Nicolas Maduro is the hand-picked successor of Hugo Chavez. Maduro took control of the country in 2013 when Chavez passed away. Chavez was in the right place at the right time, according to the Deputy of the National Assembly from the state of Guárico, José Manuel González. Mr. González is a well-liked political leader that considers himself a businessman, not a politician. González is a friend of the farmers that have been ruined by the senseless import policies enacted by Chavez and continued by Maduro. Hundreds of farms in Guárico and other states stopped producing food, and hundreds of businesses were confiscated by the government over the last three years, and now the country has no food. Chavez and Maduro spent it all. All the oil money that was flowing into Venezuela is gone, and the people are paying the price for frivolous policies and uncontrolled spending, according to González.

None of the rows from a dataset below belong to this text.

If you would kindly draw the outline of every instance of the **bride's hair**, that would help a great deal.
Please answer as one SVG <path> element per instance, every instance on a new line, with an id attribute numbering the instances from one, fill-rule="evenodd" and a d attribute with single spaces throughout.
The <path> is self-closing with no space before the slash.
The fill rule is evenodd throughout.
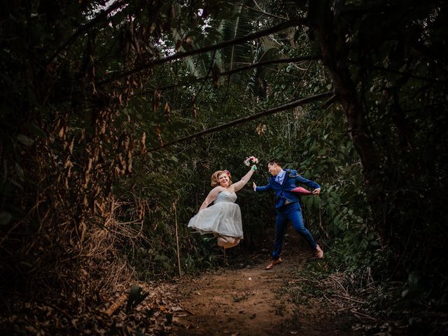
<path id="1" fill-rule="evenodd" d="M 213 173 L 211 175 L 211 186 L 216 187 L 216 186 L 219 186 L 219 176 L 221 174 L 227 174 L 227 176 L 229 176 L 229 186 L 232 184 L 232 176 L 228 172 L 226 172 L 223 170 L 218 170 Z"/>

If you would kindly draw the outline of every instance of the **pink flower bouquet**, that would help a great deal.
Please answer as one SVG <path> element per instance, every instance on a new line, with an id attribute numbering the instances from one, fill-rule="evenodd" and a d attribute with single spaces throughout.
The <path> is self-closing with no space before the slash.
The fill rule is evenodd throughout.
<path id="1" fill-rule="evenodd" d="M 247 167 L 249 167 L 251 164 L 258 164 L 258 159 L 257 159 L 255 156 L 248 156 L 244 160 L 244 164 Z"/>

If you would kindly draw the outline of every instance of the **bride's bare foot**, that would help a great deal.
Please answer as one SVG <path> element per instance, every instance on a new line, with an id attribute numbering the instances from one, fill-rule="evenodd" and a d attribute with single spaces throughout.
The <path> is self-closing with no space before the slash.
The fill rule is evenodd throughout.
<path id="1" fill-rule="evenodd" d="M 236 246 L 239 244 L 239 238 L 228 236 L 219 236 L 218 237 L 218 245 L 224 248 L 230 248 Z"/>

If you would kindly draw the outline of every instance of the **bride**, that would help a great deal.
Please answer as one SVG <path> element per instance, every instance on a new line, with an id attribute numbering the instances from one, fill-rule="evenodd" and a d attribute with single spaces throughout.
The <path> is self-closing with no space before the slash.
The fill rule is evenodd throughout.
<path id="1" fill-rule="evenodd" d="M 238 182 L 232 183 L 227 170 L 218 170 L 211 175 L 211 186 L 214 187 L 201 205 L 199 212 L 188 223 L 188 227 L 201 234 L 212 233 L 218 237 L 218 245 L 224 248 L 236 246 L 243 239 L 243 225 L 236 192 L 251 179 L 256 170 L 254 164 Z M 209 206 L 211 202 L 214 204 Z"/>

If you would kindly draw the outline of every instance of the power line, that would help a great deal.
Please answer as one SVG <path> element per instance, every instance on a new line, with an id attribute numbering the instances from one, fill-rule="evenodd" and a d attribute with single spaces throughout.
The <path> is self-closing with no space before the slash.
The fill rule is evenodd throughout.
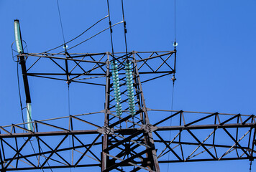
<path id="1" fill-rule="evenodd" d="M 65 42 L 65 44 L 68 44 L 70 43 L 70 42 L 73 42 L 73 40 L 78 39 L 78 37 L 80 37 L 81 36 L 82 36 L 84 33 L 86 33 L 86 32 L 88 32 L 88 30 L 90 30 L 92 27 L 93 27 L 95 25 L 96 25 L 98 23 L 99 23 L 100 22 L 101 22 L 102 20 L 105 19 L 106 18 L 107 18 L 109 16 L 109 15 L 104 16 L 104 18 L 99 19 L 99 21 L 97 21 L 96 23 L 94 23 L 93 25 L 91 25 L 90 27 L 88 27 L 87 29 L 86 29 L 84 32 L 83 32 L 81 34 L 80 34 L 78 36 L 76 37 L 75 38 L 72 39 L 71 40 L 69 40 L 68 42 Z M 64 44 L 61 44 L 61 45 L 59 45 L 55 48 L 52 48 L 52 49 L 50 49 L 49 50 L 47 50 L 45 51 L 45 52 L 50 52 L 50 51 L 52 51 L 55 49 L 58 49 L 60 47 L 63 47 L 64 45 Z"/>
<path id="2" fill-rule="evenodd" d="M 173 110 L 173 96 L 174 96 L 174 80 L 173 81 L 173 92 L 172 92 L 172 102 L 171 102 L 171 110 Z M 173 112 L 170 113 L 170 115 L 173 115 Z M 172 121 L 173 118 L 171 118 L 170 119 L 170 126 L 172 125 Z M 170 135 L 169 135 L 169 140 L 170 141 L 170 136 L 171 136 L 171 131 L 170 131 Z M 168 153 L 168 161 L 170 161 L 170 152 Z M 167 168 L 167 171 L 169 172 L 169 164 L 170 163 L 168 163 L 168 168 Z"/>

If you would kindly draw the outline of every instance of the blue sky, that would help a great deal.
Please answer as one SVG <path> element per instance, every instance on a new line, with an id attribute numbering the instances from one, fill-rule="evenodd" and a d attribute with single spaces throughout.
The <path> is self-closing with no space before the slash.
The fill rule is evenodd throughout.
<path id="1" fill-rule="evenodd" d="M 178 46 L 173 110 L 255 114 L 256 1 L 176 1 Z M 59 0 L 59 3 L 66 40 L 107 15 L 106 1 Z M 129 51 L 173 49 L 173 0 L 124 1 Z M 110 0 L 110 9 L 112 23 L 121 22 L 120 1 Z M 11 49 L 15 19 L 20 21 L 22 38 L 27 43 L 29 52 L 44 52 L 63 43 L 55 1 L 0 1 L 0 125 L 22 122 L 17 63 L 12 60 Z M 107 27 L 107 24 L 104 22 L 81 40 Z M 114 29 L 115 52 L 125 50 L 122 31 L 122 25 Z M 111 51 L 111 45 L 106 32 L 72 52 L 108 51 Z M 29 80 L 34 119 L 68 114 L 65 82 Z M 149 108 L 170 109 L 170 77 L 143 89 Z M 70 113 L 101 110 L 104 99 L 101 88 L 71 85 Z M 159 100 L 162 103 L 157 103 Z M 256 169 L 253 165 L 252 171 Z M 247 171 L 249 161 L 173 163 L 170 167 L 171 171 L 227 171 L 226 168 L 234 172 Z M 163 168 L 165 169 L 166 166 Z"/>

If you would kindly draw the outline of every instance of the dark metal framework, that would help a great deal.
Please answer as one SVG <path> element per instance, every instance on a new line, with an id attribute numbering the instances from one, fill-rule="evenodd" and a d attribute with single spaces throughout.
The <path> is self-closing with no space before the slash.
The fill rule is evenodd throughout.
<path id="1" fill-rule="evenodd" d="M 175 50 L 19 55 L 28 67 L 26 72 L 22 71 L 26 76 L 104 86 L 105 105 L 96 113 L 34 120 L 32 130 L 26 128 L 27 123 L 0 127 L 1 171 L 91 166 L 104 172 L 160 171 L 162 163 L 253 160 L 255 115 L 146 106 L 142 83 L 174 74 L 175 55 Z M 115 113 L 110 68 L 113 59 L 119 64 L 122 116 Z M 133 64 L 134 116 L 129 113 L 125 86 L 123 64 L 127 59 Z M 47 68 L 38 67 L 45 63 Z M 45 71 L 39 72 L 38 69 Z"/>

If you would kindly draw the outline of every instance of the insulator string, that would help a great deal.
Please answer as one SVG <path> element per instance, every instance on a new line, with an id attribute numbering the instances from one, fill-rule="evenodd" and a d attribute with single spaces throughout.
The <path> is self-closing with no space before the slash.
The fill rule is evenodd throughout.
<path id="1" fill-rule="evenodd" d="M 58 11 L 59 12 L 59 17 L 60 17 L 60 27 L 61 27 L 61 31 L 63 34 L 63 42 L 64 42 L 64 48 L 65 49 L 65 37 L 64 37 L 64 31 L 63 31 L 63 22 L 61 20 L 61 15 L 60 15 L 60 6 L 59 6 L 59 1 L 58 0 L 56 0 L 57 1 L 57 6 L 58 6 Z"/>
<path id="2" fill-rule="evenodd" d="M 109 16 L 109 30 L 110 30 L 110 39 L 111 39 L 111 50 L 112 50 L 112 56 L 114 58 L 114 45 L 113 45 L 113 37 L 112 37 L 112 24 L 110 19 L 110 10 L 109 10 L 109 0 L 106 0 L 107 4 L 108 4 L 108 16 Z"/>

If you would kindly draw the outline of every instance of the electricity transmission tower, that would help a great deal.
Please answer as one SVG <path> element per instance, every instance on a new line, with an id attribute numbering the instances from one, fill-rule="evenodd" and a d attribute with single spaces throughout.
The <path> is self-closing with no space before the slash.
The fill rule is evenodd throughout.
<path id="1" fill-rule="evenodd" d="M 160 163 L 255 158 L 253 115 L 147 106 L 142 84 L 175 73 L 175 48 L 28 53 L 23 49 L 19 21 L 14 24 L 27 121 L 0 127 L 1 171 L 93 166 L 103 172 L 160 171 Z M 37 67 L 45 62 L 49 67 Z M 104 86 L 104 108 L 32 120 L 28 77 Z"/>

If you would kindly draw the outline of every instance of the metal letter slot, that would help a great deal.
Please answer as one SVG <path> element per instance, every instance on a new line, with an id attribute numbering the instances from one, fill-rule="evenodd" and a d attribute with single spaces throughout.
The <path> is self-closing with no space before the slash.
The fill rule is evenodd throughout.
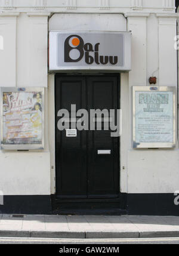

Food in Venezuela is like gold these days. Nine out of ten people can’t afford to buy food because the government markets are empty, and the black market prices are out-of-control. In fact, Maduro blames the lack of food and essentials on an imperialistic plot backed by the U.S. That kind of thinking has forced González and others to sign a petition to remove Maduro from office. Millions of people have signed the petition, but Maduro claims the document is illegal. He plans to stay in office no matter what happens to the people, according to Mr. González.

1 thought on “Nine Out Of Ten Venezuelans Can No Longer Afford To Buy Food According To Deputy José Manuel González”

  1. González has been working on several plans to get food into the country from Brazil and Colombia, but Maduro refuses to get help from its neighbors. The import policies aren’t working because the government is out of money. It is simply a matter of not having custom college essay service do the job for them and making it possible for them to open up.